On 11/9/2011 10:37 PM, Alexander Chekalin wrote:
Oh, that's the point to consider.
But I must confess I'm in love with Maildir for maybe 10 years
This love affair may be coming to and end.
...for that simple fact I can do anything with each and every single message even on disk (=much faster than via IMAP). If I would deal with mbox directly I'd need to parse huge files, brrrr.

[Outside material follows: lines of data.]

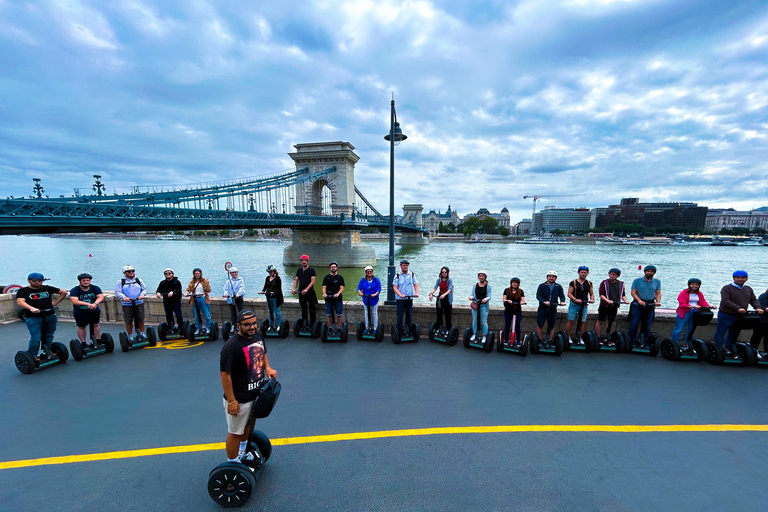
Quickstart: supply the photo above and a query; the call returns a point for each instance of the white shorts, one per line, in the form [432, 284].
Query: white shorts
[236, 424]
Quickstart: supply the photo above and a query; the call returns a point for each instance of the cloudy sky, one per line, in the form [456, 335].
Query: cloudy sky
[597, 99]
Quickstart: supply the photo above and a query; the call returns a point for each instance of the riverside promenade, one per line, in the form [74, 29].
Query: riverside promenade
[377, 426]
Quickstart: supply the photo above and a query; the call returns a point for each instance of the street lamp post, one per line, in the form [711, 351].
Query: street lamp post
[395, 136]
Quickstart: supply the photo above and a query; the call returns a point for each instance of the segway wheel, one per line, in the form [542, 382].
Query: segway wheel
[108, 342]
[715, 354]
[261, 440]
[467, 335]
[25, 363]
[669, 349]
[151, 336]
[77, 350]
[453, 336]
[123, 337]
[395, 335]
[231, 484]
[61, 350]
[360, 329]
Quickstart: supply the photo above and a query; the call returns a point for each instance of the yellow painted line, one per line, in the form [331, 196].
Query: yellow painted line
[356, 436]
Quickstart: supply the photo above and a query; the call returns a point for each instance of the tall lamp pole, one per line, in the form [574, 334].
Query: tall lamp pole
[395, 136]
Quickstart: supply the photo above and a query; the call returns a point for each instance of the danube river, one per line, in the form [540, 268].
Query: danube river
[62, 259]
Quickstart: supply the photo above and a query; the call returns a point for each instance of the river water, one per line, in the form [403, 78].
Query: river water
[62, 259]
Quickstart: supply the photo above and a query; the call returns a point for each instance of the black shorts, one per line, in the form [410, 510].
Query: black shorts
[83, 317]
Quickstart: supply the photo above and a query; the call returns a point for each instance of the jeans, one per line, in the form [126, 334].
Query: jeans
[483, 310]
[687, 322]
[275, 317]
[35, 326]
[726, 323]
[374, 314]
[202, 311]
[640, 315]
[404, 306]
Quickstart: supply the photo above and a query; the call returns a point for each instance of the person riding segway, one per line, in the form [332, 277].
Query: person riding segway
[85, 309]
[131, 291]
[37, 310]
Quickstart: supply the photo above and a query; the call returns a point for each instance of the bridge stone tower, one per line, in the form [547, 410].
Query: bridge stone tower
[324, 245]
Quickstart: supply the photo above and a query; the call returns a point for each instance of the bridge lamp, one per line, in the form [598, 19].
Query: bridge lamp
[394, 137]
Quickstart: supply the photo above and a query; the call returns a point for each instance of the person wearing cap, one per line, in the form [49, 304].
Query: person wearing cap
[273, 290]
[131, 290]
[85, 307]
[689, 302]
[513, 299]
[612, 295]
[304, 285]
[35, 300]
[169, 290]
[333, 287]
[198, 291]
[735, 298]
[369, 289]
[549, 294]
[443, 294]
[406, 287]
[234, 291]
[645, 290]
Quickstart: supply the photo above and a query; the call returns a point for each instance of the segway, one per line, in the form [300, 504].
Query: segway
[697, 350]
[649, 345]
[137, 339]
[231, 484]
[614, 341]
[745, 354]
[26, 363]
[211, 335]
[478, 342]
[376, 334]
[409, 333]
[104, 345]
[281, 331]
[553, 347]
[504, 345]
[588, 341]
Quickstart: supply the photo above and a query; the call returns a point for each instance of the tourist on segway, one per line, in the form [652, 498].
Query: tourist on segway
[169, 289]
[581, 294]
[85, 307]
[735, 298]
[198, 291]
[36, 301]
[690, 301]
[513, 299]
[333, 287]
[304, 285]
[369, 289]
[646, 295]
[406, 288]
[132, 291]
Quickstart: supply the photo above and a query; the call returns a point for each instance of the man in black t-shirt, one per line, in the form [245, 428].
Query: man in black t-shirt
[305, 281]
[333, 287]
[37, 302]
[243, 364]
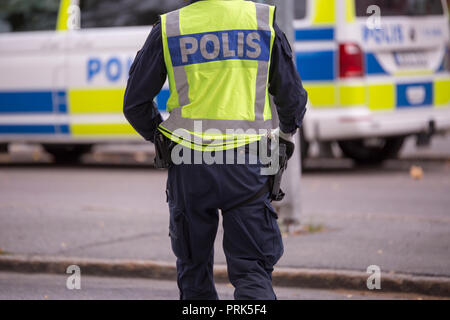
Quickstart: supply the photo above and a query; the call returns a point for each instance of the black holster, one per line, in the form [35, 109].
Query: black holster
[163, 148]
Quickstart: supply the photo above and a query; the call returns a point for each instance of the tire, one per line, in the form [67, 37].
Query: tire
[362, 153]
[67, 154]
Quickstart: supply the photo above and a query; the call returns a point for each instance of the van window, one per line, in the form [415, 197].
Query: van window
[124, 13]
[28, 15]
[300, 9]
[401, 7]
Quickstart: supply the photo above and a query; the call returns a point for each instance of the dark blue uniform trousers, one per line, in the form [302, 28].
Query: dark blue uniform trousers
[252, 241]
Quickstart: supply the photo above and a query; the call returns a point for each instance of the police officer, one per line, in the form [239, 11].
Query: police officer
[222, 59]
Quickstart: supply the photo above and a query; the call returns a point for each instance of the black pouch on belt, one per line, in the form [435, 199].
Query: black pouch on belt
[163, 148]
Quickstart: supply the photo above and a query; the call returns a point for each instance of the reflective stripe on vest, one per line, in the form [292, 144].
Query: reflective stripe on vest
[194, 49]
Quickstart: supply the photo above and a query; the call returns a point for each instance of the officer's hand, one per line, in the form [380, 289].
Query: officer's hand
[287, 139]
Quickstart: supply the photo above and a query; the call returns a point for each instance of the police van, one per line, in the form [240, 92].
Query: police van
[376, 71]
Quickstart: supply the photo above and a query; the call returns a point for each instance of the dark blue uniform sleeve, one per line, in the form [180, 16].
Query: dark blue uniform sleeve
[147, 76]
[285, 85]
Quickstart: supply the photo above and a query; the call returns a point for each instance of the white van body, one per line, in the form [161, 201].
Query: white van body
[65, 88]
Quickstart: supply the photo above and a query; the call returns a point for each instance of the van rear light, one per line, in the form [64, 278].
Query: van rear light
[350, 60]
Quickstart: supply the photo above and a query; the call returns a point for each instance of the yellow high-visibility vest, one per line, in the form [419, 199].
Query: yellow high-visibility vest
[217, 55]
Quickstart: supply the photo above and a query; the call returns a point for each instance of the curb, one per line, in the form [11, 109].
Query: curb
[285, 277]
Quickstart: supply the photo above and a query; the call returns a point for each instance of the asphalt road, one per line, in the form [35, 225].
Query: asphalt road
[14, 286]
[378, 216]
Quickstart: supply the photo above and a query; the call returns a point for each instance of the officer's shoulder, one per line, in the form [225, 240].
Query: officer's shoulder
[157, 24]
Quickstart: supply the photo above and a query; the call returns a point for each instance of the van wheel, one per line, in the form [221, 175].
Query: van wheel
[67, 153]
[372, 151]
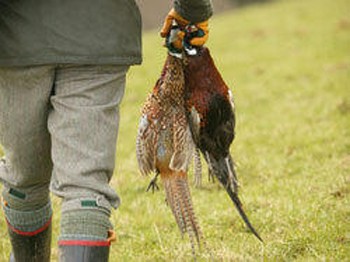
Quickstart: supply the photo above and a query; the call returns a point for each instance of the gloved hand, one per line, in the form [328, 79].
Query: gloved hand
[197, 33]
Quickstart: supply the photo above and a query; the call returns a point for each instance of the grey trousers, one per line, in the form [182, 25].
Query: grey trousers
[58, 127]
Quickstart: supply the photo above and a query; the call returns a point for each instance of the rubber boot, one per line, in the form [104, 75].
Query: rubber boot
[83, 253]
[31, 248]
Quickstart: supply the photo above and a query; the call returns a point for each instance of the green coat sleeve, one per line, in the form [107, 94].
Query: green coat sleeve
[194, 10]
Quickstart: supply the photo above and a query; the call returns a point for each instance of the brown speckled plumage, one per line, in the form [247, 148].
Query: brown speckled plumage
[165, 146]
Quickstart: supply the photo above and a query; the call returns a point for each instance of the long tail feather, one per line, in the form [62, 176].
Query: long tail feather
[225, 172]
[179, 199]
[197, 168]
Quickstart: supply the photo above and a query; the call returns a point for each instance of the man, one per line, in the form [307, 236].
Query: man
[62, 76]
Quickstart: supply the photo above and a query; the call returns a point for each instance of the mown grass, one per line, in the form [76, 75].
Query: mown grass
[288, 63]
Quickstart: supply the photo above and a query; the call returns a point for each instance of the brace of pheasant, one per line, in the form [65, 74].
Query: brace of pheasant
[190, 108]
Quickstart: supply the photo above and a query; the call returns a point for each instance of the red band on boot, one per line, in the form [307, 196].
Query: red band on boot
[101, 243]
[29, 234]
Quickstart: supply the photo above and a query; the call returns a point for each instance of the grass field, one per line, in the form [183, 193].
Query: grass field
[288, 64]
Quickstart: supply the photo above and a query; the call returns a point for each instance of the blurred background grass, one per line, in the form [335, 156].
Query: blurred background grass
[288, 64]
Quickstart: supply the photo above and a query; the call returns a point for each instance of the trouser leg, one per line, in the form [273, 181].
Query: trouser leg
[25, 170]
[84, 127]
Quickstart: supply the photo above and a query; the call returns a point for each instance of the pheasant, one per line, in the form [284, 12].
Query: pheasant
[210, 112]
[165, 146]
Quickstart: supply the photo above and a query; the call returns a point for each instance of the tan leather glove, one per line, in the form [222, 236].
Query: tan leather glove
[199, 32]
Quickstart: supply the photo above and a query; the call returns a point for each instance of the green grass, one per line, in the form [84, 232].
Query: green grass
[288, 64]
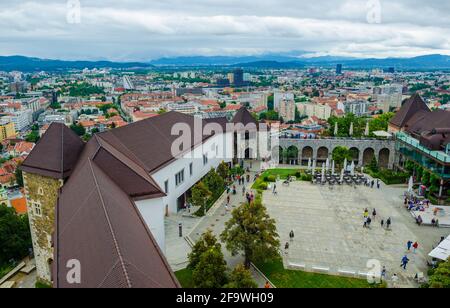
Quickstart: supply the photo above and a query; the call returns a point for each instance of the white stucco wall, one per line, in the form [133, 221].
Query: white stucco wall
[225, 153]
[153, 213]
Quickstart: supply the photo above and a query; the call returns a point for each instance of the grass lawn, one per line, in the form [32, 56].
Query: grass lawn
[283, 174]
[297, 279]
[5, 270]
[185, 278]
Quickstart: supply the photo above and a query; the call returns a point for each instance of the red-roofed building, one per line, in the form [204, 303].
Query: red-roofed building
[20, 205]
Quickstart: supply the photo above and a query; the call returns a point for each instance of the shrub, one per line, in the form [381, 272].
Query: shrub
[306, 177]
[263, 186]
[271, 178]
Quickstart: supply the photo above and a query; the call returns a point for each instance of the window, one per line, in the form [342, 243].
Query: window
[37, 209]
[166, 187]
[179, 178]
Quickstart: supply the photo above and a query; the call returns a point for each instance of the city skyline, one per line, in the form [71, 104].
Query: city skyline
[141, 31]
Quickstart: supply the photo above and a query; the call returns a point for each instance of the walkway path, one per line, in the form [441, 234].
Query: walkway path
[329, 231]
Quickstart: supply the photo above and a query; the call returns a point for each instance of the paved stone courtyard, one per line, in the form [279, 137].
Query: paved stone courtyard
[329, 233]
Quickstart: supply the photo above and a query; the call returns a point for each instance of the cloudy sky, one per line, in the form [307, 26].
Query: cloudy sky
[148, 29]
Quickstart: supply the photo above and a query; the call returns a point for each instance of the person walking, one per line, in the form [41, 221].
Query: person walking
[415, 246]
[291, 235]
[409, 245]
[394, 281]
[383, 274]
[405, 262]
[286, 248]
[366, 213]
[369, 221]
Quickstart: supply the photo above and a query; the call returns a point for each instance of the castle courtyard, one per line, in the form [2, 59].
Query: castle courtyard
[329, 233]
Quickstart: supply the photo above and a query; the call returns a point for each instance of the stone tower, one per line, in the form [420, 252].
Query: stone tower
[45, 171]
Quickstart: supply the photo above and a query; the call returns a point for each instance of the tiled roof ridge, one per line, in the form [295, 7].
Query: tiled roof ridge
[111, 229]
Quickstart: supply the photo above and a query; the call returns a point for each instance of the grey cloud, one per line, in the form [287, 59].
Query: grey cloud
[139, 29]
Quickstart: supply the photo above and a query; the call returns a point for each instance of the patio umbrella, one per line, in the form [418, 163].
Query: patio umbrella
[411, 185]
[323, 173]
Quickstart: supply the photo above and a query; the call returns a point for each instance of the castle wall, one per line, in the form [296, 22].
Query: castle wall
[42, 194]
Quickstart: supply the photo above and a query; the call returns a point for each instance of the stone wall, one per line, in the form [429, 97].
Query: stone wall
[379, 148]
[42, 191]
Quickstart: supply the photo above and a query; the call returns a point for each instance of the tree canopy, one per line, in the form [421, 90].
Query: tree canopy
[441, 276]
[241, 278]
[252, 232]
[15, 236]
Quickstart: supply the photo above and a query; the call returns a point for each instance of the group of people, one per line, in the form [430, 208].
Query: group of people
[414, 204]
[291, 238]
[368, 219]
[372, 183]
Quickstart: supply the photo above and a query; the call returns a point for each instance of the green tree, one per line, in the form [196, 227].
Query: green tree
[206, 242]
[33, 137]
[373, 165]
[200, 196]
[215, 183]
[241, 278]
[19, 176]
[252, 232]
[223, 170]
[340, 154]
[78, 129]
[426, 179]
[441, 276]
[15, 236]
[380, 123]
[211, 269]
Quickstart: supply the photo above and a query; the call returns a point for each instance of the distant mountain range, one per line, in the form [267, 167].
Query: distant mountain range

Mbox is an excellent mailbox format for archived mail *because of* the fact that searching it is very fast and the disk subsystem overhead is low. For example, on my decade+ old 550MHz x86 SOHO server with only 384MB RAM and a single 7.2k SATA disk, after dropping caches, we'll search my debian-users mbox archive (my largest) for total message count by searching a known header of every message:
-rw------- 1 stan stan 133M Nov 10 06:03 1-Debian-Users
~/mail$ time grep -c Content-Length 1-Debian-Users 22817
real 0m1.731s user 0m0.328s sys 0m0.852s
Now let's search for posts from me (after dropping caches again):
~/mail$ time grep -c "From: Stan Hoeppner" 1-Debian-Users 536
real 0m1.657s user 0m0.216s sys 0m0.896s
Nested greps will obviously take longer, as will those using perl expressions, but this gives some indication of the kind of speed we're talking about: less than seconds to search 22,000+ messages for a specific single header. So that's ~20 seconds for an mbox containing 220K+ messages, again on 10+ year old hardware.
Are there any ways I can search or parse mboxes or mdboxes not directly and not with IMAP (I'm afraid it slooow in dump parsing)?
You should probably take a look at Enkive. I'm not sure what mail storage format it uses, and I've not used it personally, so I can't vouch for its speed, but it's pretty complete feature-wise. Take the test drive--nice search interface.
-- Stan